I’ve been interested in comparing the Ray Accelerators in the AMD GPUs to the Ray Tracing Units in Intel GPUs to the Ray Tracing Cores in Nvidia GPUs. And now that we have HIPRT, OptiX, and Embree GPU in Cycles, we can do that. And with Cycles we can extract some extra debug information to help understand the differences.

So that’s what this comment is about. The performance of the ray accelerators/tracing cores/tracing units on different vendors. From now on I will refer to the “ray accelerators/tracing cores/tracing units” as hardware ray accelerators.

First off, testing methodology:

Testing Methodology

I took a collection of scenes from Demo Files — blender.org and rendered them on various GPUs.

For each file I disabled “Adaptive Sampling”, set the sample count to 1024, and the resolution to 1920x1080 (With the exception of the files that had square camera resolutions. These were set to 1920x1920). Other than that, everything else was left at default.

I then ran the render three times without the hardware ray acceleration and with hardware ray acceleration, removing outliers and retesting. The average of these three tests are used in the results.

Some tests were removed (and thus not published here) because they didn’t fit fully within the 8GB VRAM limit of my GPUs so I didn’t think it was fair to publish them since they would just have weird performance numbers.

All tests were run with the launch options --debug-cycles --verbose 4, which breaks out information about different parts of the rendering process for performance analysis.

Using the information provided by --debug-cycles --verbose 4, the intersection time can be extracted from the render time, allowing us to compare the performance of intersections with and without the hardware ray accelerators. More on this in the “Context” section

The GPUs I tested with were the:
RTX 4090 (Representing Nvidia)
RX 7600 (Representing AMD)
Arc A750 (Representing Intel)

Other system factors:
Blender version: 4.0.0 Alpha, branch: main, commit date: 2023-08-23 19:52, hash: 7c2dc5183d03
OS: Windows 11
Drivers:
Nvidia: 536.67
AMD: Adrenalin 23.8.1
Intel: 31.0.101.4644

Tests were done on two systems.

System 1 (Nvidia was tested here):
Ryzen 9 5950X with 64GB of RAM

System 2 (AMD and Intel were tested here):
Ryzen 5 5600 with 32GB of RAM

Secondly, Extra context:

Context

Nvidia, AMD, and Intel all offer hardware ray accelerators. And they do one primary job, do the math for the ray intersection tests quickly so the work doesn’t have to be done on the compute units on the GPU.

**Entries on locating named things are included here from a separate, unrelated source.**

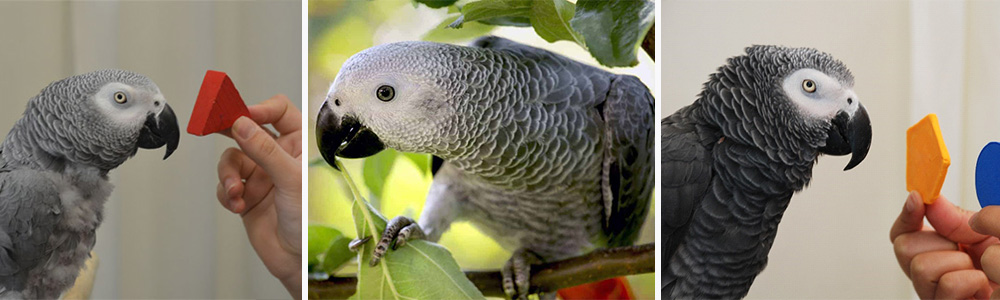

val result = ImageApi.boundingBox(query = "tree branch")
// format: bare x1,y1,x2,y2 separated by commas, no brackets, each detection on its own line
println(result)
309,243,656,299
642,21,656,61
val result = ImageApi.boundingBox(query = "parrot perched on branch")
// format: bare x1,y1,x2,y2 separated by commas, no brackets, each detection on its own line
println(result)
316,37,655,298
659,46,872,299
0,70,180,299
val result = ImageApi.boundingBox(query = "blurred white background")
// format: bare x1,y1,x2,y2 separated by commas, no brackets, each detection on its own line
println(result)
658,0,1000,299
0,1,302,299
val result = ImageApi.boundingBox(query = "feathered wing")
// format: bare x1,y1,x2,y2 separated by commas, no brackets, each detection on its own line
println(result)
658,107,719,295
471,36,655,246
0,170,61,294
600,75,655,246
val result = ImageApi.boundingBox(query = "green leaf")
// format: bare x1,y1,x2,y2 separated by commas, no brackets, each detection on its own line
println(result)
361,149,399,199
414,0,458,8
403,152,431,175
448,0,532,28
308,224,354,274
337,162,485,299
420,14,496,43
570,0,654,67
309,156,330,168
531,0,587,44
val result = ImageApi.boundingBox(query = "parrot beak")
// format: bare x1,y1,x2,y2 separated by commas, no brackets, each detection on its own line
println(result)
137,103,181,159
819,104,872,171
316,101,385,170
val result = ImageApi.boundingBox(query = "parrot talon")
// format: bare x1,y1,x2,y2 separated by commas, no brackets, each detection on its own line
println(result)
500,249,542,299
347,235,372,252
369,216,425,267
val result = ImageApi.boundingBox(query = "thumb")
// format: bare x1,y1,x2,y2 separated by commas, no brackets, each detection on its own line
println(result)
233,117,299,185
889,191,925,241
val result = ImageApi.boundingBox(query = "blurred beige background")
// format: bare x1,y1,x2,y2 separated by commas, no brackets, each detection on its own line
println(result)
660,0,1000,299
0,1,302,299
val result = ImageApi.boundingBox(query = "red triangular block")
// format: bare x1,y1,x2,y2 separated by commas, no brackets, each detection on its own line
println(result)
188,70,250,136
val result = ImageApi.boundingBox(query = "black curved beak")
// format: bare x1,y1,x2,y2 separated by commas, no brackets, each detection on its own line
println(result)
137,103,181,159
316,101,385,170
819,104,872,171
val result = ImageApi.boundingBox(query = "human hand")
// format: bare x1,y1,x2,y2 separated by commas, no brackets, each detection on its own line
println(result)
216,95,302,299
969,206,1000,299
889,192,1000,299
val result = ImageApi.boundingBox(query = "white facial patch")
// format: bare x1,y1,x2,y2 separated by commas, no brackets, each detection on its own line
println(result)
90,82,160,126
781,69,860,120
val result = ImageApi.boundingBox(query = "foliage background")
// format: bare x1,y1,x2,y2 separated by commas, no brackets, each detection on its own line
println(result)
305,0,655,299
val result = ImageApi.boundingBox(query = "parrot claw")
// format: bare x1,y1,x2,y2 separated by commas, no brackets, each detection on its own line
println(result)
500,249,542,300
368,216,424,267
347,235,372,252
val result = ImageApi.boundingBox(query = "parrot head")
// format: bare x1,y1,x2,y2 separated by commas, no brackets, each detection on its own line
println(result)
703,46,872,171
316,42,472,167
15,69,180,170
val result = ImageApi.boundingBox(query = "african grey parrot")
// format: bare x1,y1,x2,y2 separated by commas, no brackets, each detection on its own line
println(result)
660,46,871,299
316,37,655,297
0,70,180,299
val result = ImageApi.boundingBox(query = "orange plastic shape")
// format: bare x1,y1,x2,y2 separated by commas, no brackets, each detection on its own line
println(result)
906,114,951,204
188,70,250,136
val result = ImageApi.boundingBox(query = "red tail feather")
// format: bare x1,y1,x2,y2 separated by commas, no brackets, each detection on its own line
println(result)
559,277,635,300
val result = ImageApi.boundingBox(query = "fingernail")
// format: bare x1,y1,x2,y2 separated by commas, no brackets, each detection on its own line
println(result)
225,178,236,195
906,192,917,212
233,117,257,140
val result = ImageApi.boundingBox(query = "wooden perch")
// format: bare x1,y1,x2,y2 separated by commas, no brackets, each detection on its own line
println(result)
309,243,656,299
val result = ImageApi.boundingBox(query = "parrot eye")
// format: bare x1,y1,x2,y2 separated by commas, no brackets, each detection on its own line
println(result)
115,92,128,104
375,85,396,101
802,79,816,93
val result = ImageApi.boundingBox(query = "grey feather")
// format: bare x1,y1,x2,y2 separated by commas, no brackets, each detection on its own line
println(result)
334,37,654,260
659,46,854,299
0,70,167,299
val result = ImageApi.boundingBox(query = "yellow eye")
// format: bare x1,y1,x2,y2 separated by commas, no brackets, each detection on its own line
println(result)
802,79,816,93
115,92,128,104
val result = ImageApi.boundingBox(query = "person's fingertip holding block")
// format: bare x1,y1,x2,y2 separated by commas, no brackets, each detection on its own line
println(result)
889,116,1000,299
188,71,302,299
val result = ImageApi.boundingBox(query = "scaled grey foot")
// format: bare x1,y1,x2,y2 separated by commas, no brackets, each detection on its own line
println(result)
366,216,424,267
500,248,555,300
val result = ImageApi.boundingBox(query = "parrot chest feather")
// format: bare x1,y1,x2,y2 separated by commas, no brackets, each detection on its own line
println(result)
450,166,603,260
23,168,112,298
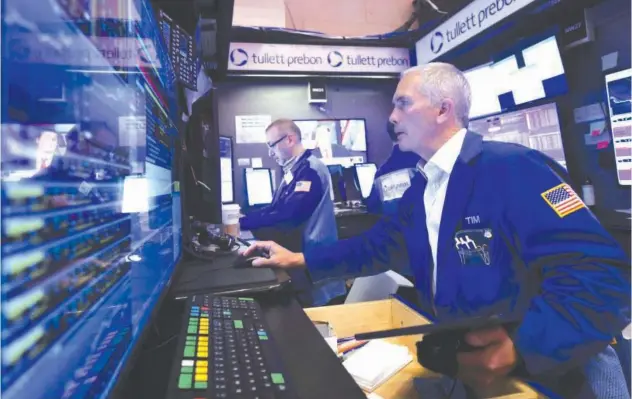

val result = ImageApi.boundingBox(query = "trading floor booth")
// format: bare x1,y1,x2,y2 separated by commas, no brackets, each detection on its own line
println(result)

These hardware ray accelerators are accessed by enabling the BVH designed for each GPU. This can be done by enabling HIPRT, OptiX, and Embree GPU for each respective GPU vendor. The main difference between these features being on and off is the BVH and the performance as a result of the hardware ray accelerators being used. Other areas like shading are left practically untouched.

My main goal of this testing was to measure the relative performance of the hardware ray accelerators to the general compute units in the “intersection” part of Cycles (intersections being the part where hardware ray accelerators are used).

Thankfully with --debug-cycles --verbose 4, various intersection parts of Cycles are broken out from the rest of Cycles allowing us to look at just the intersections and how they compare.

I mentioned earlier I am measuring relative performance. I am doing this because it allows me to compare the different hardware ray accelerators to each other even though I have wildly different class GPUs (E.G. High end RTX 4090 vs a midrange RX 7600). Although, due to the complexities explained below, this isn’t exactly a fair comparison.

In a simple world, the relative performance numbers can be transferred between products with the same architecture (E.G. The relative performances scores from a RX 7600 are the same as the relative performance scores of all other RDNA3 GPUs like the RX 7900XTX). This is because the compute unit to hardware ray accelerator ratio stays the same throughout an architecture. And the relative performance numbers are measuring the performance ratio between compute units and hardware ray accelerators.

However, we do not live in a simple world. And so these relative performance numbers can not be transferred between GPUs of the same architecture. This is because things like memory size, shared memory bandwidth, work scheduling, etc, all change as you go up and down the product stack from different vendors. However, these numbers can probably be used to get a general idea of performance in the same architecture family.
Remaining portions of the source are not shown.